5 Responses to The brave letter that got Sutton councillor suspended

  1. Jeff Lucas says:

    Excellent letter.. well said and about time!

  2. I am not surprised that the Liberal Democrats suspended Nick Mattey for writing his challenging letter. He is clearly not a Liberal Democrat; he is independent, brave, forthright, clear, perceptive, responsive and responsible. You can’t have reprobates like that in the Liberal Democrats! Who knows what he might do?
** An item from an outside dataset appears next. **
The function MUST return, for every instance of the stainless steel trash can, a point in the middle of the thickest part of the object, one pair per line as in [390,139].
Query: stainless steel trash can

Refuse to join a coalition, consider the Tories to be political enemies, refuse to get into a position of power for specious reasons… there is no limit!

  3. KristianCyc says:

    Hello Mr Mattey, can I give you a hand carrying all that integrity? It looks pretty heavy

  4. Helen Blake says:

    Let us hope that the success seen in the dramatisation of Erin Brockovich may one day be reflected in the remake Nick Mattey , a story of greedy profit assisted by self seeking politicians who sell the people short and embarrassed by the dogged determination of a truthful, considerate individual.

  5. Helen Blake’s comment is wonderfully perceptive and the similarities between Erin Brockovich and Nick Mattey are really accurate. It will be interesting to see how the story pans out and if there is anyone in the broadcast media who will see it as an important story to tell.